On such nights, even the house is mourning.
A quick glance at the cushion on the living room chair brings back Rob's last few months of life and how when he was home, he spent all his time in that reclining chair. At first it was simply a matter of comfort. Lying flat on his back upstairs in bed hurt too much. Too quickly though--a matter of just weeks, and the chair became a necessity as the cancerous lesions compressed his spine and he was no longer able to climb stairs, to walk, and eventually to stand.
During that time I felt like a rat on wheel--turning faster and faster and getting no where. I would buy one kind of device to help him and within days, sometimes even hours, it would no longer suffice.
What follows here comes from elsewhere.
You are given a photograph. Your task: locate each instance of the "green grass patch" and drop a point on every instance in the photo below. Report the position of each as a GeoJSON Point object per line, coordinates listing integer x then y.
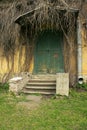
{"type": "Point", "coordinates": [61, 113]}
In the period of a few weeks Rob went from walking on his own, to needing a cane occasionally, to needing a four-prong cane all the time, to using a walker, and then to hobble into a transport chair, before paralysis and death creeped in. He spend 100 days of his last five months of life in hospitals, and each time he came home, he was less and less able.
After his death, I still make tea each night. The matching teacups remind me of the last Maine trip we took. During the 28 years we were together one of us would make tea for the other. A ritual. Regardless of what we were doing we took time to talk over the day while sipping tea. A bit of milk for me and a dollop of honey for Rob.
As I write this I am sipping mint tea from one of the mugs we bought in Maine--I have given up dairy, something Rob was after me to do all those years.
"Your sinuses will thank you," he would tell me.
I'd like to think that in some parallel world Rob is enjoying tea too. Someday, the memories will be sweet without the painful tug at the heart.